(Sharecast News) - House-price growth in major US cities picked up slightly in January, accelerating to its fastest pace in 14 months, according to S&P/Case-Shiller data released on Tuesday.

The 20-City Composite index, which measures residential real estate prices in 20 major metropolitan areas across the country, showed prices were up 6.6% on January 2023, picking up from the 6.2% annual growth seen in December.

This was slightly below the 6.7% increase expected by economists but the highest rate of growth since November 2022.

However, prices across the 20 cities compared with December were down 0.1% with 17 of the 20 markets seeing declines month-on-month as elevated borrowing costs continued to bite.

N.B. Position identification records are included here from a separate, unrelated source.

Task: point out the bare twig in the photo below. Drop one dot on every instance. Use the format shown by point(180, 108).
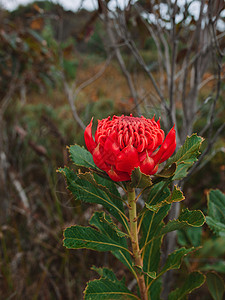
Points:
point(72, 95)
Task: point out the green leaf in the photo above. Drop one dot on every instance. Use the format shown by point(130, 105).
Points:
point(81, 157)
point(100, 191)
point(167, 172)
point(193, 281)
point(78, 237)
point(104, 288)
point(105, 273)
point(105, 225)
point(215, 285)
point(139, 179)
point(175, 196)
point(218, 266)
point(187, 218)
point(186, 156)
point(174, 259)
point(151, 225)
point(216, 212)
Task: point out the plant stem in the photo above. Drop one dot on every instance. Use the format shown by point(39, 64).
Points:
point(134, 241)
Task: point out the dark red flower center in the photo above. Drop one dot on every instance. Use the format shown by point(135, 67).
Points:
point(141, 133)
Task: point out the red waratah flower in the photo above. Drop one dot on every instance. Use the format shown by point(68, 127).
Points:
point(126, 142)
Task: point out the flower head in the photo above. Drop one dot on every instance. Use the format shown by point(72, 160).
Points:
point(126, 142)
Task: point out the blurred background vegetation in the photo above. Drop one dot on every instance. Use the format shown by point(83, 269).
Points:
point(57, 70)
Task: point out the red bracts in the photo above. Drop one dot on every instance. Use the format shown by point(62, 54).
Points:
point(126, 142)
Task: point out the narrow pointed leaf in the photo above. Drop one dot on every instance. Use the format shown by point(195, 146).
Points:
point(193, 281)
point(78, 237)
point(105, 273)
point(105, 289)
point(175, 196)
point(167, 172)
point(81, 157)
point(187, 218)
point(174, 260)
point(186, 156)
point(104, 223)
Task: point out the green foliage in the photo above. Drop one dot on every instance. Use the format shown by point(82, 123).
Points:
point(87, 183)
point(186, 156)
point(215, 285)
point(107, 287)
point(216, 212)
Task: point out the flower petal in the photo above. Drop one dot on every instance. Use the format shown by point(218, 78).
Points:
point(147, 165)
point(98, 158)
point(89, 141)
point(117, 175)
point(127, 160)
point(111, 149)
point(167, 148)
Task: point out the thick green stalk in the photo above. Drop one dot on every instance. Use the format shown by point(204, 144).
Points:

The lesser-followed National Composite index rose by 6% year-on-year in January, up from 5.6% the month before - also the fastest annual increase since 2022.

"We've commented on how consistent each market performed during 2023 and that continues to be the case," said Brian Luke, head of commodities, real and digital assets at S&P Dow Jones Indices. "While there is a large disparity between leaders such as San Diego versus laggards such as with Portland, the broad market performance is tightly bunched up.

"Homeowners most likely saw healthy gains in the last year, no matter what city you were in, or if it was in an expensive or inexpensive neighbourhood. No matter which way you slice it, the index performance closely resembled the broad market."